The Setup Page 5
|Helpful Hint You can paint your dish to match your house. Just don't use lead-based or glossy paint, which will interfere with performance.|
You can now finish assembling the dish by threading the coaxial cable through the mast and arm and connecting it to the LNB, which you can then secure to the arm. Run the coaxial cable from the antenna to a grounding block (which you can pick up at a RadioShack or your local hardware store) and then from the block into your house. Then run a ground wire from the block to a proper grounding location, such as a cold-water pipe. Your system must be grounded in accordance with local codes, the National Electrical Code, and the manufacturer's requirements.
Before affixing the coaxial and grounding cables, make a "drip loop" by bending the cables in a 3- to 5-inch loop or "U" below the grounding block. This will prevent moisture from running directly from the cables into the house - it'll drip off the bend instead. Use silicone sealant to seal all outside connections (some antennas come with rubber weatherproof connector sleeves) as well as the hole you'll need to drill for the cables to enter your house.
Depending on your house's layout and construction, and how far the dish is from the receiver, running the cable could be the toughest part of the installation. Make sure you'll be able to snake the wire through the hole in the side of the house and through the intervening wall or walls to the receiver. Try to locate the dish near the room where you'll have the TV so there's only one wall to run the wire through.
My Aim Is True
|Place the dish assembly on the mast and position it for maximum signal strength.|
Whew! Now it's time to aim the dish for maximum signal strength. Since you'll need to hear the beeping tones that indicate you've locked in a signal, position your TV so you can hear it from wherever you're installing the dish - even if that means hooking up a portable TV -or enlist the aid of a friend. (The signal strength will also be indicated on the screen, but you probably won't be in a position to see this.)

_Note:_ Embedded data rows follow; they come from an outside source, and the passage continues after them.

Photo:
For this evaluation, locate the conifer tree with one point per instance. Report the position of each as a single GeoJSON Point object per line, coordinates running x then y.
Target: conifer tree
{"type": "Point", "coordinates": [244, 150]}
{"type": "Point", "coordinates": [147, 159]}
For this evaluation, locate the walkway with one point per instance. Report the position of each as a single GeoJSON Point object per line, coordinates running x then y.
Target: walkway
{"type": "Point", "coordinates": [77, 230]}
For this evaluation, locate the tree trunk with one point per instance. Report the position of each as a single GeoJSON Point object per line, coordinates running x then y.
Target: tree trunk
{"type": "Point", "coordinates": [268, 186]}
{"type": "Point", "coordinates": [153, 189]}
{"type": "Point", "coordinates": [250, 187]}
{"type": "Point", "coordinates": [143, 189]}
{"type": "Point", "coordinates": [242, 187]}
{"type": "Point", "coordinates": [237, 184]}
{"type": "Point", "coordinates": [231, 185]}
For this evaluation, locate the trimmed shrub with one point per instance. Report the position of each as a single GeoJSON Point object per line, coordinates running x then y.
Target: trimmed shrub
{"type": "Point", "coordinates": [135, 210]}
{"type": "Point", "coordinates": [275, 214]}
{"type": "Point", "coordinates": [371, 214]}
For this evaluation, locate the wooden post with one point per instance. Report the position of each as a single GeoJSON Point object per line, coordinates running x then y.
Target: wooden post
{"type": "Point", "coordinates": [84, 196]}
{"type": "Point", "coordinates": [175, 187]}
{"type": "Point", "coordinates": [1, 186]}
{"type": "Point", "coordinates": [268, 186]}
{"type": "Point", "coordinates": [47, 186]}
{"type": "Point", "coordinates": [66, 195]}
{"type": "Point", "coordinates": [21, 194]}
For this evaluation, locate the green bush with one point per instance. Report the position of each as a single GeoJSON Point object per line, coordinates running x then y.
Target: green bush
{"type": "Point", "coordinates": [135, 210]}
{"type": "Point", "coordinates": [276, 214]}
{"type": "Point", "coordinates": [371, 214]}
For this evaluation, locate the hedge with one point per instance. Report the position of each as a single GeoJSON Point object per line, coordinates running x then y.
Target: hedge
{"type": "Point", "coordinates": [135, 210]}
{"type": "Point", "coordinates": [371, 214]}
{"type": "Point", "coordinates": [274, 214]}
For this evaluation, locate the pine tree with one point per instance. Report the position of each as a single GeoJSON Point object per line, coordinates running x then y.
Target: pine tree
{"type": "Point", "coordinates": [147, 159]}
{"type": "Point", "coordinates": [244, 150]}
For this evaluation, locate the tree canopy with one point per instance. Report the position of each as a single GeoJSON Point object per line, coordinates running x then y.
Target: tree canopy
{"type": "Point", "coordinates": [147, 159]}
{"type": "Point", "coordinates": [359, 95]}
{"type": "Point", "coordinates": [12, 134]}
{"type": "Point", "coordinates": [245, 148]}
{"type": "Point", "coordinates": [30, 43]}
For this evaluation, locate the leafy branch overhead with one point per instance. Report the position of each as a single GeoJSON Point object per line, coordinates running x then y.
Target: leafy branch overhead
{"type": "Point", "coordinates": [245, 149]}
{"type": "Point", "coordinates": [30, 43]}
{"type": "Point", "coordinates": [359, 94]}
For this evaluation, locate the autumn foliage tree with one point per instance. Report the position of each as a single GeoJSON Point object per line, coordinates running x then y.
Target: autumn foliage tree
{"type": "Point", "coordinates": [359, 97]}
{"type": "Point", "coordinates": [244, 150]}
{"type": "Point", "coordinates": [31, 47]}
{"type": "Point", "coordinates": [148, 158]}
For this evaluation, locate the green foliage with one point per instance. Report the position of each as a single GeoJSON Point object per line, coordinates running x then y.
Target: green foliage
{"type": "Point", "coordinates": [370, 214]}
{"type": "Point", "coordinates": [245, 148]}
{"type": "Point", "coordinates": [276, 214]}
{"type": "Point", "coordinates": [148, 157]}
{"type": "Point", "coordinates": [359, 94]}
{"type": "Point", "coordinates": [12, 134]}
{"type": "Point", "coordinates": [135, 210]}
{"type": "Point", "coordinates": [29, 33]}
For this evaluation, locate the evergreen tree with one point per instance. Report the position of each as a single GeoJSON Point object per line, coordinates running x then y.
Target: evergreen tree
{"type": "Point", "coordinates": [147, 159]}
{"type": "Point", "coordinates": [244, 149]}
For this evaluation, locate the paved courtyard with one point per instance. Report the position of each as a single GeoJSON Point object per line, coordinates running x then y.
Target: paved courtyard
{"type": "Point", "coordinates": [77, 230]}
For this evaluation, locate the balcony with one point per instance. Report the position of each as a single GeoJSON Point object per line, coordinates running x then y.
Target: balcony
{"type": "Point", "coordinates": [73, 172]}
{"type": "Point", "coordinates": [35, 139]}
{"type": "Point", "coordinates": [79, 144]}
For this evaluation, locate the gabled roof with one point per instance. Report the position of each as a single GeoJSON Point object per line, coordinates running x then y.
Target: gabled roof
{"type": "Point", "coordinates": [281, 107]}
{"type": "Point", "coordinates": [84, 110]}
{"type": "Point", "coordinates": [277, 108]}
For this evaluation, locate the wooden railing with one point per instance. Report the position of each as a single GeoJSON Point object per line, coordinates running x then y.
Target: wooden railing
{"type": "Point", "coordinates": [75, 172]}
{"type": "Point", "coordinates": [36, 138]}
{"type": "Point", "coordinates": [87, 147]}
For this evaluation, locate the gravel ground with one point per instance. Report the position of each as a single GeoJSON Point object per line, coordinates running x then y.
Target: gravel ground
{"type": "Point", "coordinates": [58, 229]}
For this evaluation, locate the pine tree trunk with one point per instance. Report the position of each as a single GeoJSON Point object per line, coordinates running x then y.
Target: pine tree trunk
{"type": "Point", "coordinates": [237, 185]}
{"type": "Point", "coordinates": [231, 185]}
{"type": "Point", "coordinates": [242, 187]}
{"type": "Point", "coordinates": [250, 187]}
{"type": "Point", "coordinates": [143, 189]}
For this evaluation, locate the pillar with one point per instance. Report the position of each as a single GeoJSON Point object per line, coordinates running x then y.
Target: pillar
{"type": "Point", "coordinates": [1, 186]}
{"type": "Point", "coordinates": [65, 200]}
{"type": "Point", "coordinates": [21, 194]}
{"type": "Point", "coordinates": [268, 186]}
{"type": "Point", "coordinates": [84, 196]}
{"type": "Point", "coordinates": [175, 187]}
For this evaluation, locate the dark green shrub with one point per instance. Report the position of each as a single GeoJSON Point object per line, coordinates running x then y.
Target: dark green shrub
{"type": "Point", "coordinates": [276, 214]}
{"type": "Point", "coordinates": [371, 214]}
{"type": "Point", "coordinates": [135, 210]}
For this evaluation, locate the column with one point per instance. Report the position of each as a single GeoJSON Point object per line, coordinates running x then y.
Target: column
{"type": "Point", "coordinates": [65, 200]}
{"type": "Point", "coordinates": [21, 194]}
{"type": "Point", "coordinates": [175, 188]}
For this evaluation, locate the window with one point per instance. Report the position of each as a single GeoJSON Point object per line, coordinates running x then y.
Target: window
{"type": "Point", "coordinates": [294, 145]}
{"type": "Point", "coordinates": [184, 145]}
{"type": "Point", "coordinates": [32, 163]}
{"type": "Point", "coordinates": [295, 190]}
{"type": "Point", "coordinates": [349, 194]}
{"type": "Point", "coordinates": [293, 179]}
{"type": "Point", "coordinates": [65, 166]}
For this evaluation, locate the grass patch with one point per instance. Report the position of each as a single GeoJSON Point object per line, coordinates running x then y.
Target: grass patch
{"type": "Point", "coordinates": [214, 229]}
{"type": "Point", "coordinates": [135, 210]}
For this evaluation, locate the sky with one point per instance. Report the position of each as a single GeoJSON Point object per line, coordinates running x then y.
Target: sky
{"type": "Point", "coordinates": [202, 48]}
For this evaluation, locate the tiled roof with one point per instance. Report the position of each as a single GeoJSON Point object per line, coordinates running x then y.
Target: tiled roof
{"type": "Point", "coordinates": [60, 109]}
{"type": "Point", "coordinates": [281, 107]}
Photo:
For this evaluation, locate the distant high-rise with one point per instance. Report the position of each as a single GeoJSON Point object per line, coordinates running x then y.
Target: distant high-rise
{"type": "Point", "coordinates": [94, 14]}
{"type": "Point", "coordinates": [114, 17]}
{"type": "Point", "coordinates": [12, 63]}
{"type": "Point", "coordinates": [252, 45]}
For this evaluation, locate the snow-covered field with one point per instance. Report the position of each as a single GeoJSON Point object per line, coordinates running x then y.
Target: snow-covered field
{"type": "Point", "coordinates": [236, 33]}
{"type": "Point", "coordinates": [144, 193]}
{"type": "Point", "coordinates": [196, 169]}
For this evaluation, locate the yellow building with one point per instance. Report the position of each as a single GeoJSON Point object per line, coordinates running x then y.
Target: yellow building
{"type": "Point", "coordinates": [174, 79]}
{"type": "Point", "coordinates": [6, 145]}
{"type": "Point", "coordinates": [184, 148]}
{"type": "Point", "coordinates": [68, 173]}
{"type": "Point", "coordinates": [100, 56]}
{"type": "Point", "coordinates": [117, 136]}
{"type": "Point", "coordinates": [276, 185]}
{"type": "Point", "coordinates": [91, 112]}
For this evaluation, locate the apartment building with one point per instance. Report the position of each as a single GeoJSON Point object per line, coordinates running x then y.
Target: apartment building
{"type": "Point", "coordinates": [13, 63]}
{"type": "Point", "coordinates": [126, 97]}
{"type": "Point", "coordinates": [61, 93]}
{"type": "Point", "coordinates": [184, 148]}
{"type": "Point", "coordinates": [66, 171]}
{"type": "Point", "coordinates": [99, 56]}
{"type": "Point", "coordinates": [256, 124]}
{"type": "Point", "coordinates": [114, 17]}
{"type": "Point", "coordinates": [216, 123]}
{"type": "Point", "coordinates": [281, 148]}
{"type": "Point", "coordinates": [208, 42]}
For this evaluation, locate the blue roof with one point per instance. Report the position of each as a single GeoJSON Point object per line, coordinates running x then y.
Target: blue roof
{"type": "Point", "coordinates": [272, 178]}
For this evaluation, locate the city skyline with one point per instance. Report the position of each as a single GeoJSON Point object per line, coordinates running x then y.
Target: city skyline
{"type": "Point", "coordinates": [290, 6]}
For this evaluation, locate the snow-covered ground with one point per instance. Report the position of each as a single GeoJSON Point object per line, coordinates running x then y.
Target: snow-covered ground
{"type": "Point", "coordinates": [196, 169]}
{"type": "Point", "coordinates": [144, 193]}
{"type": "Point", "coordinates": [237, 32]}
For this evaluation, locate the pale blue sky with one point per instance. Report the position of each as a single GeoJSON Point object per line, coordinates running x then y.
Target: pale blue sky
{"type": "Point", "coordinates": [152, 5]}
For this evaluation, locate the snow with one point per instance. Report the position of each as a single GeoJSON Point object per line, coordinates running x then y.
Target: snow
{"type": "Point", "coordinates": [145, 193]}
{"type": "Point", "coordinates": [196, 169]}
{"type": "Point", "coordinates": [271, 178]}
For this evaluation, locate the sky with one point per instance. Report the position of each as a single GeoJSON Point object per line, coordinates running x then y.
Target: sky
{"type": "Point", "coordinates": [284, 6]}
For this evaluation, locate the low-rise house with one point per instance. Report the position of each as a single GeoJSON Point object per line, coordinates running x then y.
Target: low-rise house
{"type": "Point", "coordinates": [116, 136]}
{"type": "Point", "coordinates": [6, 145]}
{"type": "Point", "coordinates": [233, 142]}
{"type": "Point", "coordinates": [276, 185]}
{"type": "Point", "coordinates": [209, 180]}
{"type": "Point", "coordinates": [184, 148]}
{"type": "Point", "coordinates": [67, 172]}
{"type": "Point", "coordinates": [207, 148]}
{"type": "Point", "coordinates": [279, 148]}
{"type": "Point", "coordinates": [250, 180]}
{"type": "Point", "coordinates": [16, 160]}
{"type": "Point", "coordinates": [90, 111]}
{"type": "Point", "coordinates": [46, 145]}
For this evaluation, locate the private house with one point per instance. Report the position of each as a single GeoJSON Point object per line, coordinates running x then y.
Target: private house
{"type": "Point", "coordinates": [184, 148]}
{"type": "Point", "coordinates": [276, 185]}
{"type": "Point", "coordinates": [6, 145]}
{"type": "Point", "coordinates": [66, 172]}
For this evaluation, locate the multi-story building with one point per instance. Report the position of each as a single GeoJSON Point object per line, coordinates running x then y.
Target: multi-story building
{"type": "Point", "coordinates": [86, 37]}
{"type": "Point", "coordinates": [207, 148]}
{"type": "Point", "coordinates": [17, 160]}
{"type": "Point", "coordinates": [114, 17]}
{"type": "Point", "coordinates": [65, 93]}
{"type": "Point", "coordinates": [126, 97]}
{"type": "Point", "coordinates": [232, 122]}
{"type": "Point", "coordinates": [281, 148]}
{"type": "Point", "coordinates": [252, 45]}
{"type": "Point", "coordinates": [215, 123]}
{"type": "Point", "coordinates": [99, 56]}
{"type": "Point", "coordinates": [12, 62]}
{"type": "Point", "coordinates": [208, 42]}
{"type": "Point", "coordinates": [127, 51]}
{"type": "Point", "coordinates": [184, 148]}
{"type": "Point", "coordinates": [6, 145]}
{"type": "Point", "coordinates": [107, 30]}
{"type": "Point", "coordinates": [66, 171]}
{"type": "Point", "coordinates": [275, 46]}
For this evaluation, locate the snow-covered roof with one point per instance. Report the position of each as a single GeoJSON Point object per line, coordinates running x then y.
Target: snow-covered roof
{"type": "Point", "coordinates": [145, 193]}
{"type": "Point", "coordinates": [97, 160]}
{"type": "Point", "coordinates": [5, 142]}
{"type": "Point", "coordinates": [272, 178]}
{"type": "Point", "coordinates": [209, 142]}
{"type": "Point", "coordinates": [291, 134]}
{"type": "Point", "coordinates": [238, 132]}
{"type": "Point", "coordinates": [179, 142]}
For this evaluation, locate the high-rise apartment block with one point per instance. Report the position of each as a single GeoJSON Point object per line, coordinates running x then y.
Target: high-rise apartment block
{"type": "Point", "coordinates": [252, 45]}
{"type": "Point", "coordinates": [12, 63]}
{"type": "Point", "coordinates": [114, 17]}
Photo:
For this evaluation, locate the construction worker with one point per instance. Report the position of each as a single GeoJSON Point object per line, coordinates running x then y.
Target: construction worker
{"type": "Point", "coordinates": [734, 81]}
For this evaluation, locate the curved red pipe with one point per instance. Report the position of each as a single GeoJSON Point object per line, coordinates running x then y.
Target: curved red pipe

Bring up the onscreen dish-pointing menu. At first, the signal-strength meter probably won't be indicating that you're getting a signal even if you've aimed the dish in the right general direction. Adjust the dish's azimuth and elevation settings in small increments (the calibration markings on the dish assembly will help with this) until you get a signal, and then continue until you have the maximum signal strength. Since the beep will become higher or more rapid as you close in on the optimal position, you'll be able to keep your eye on what you're doing instead of the TV screen.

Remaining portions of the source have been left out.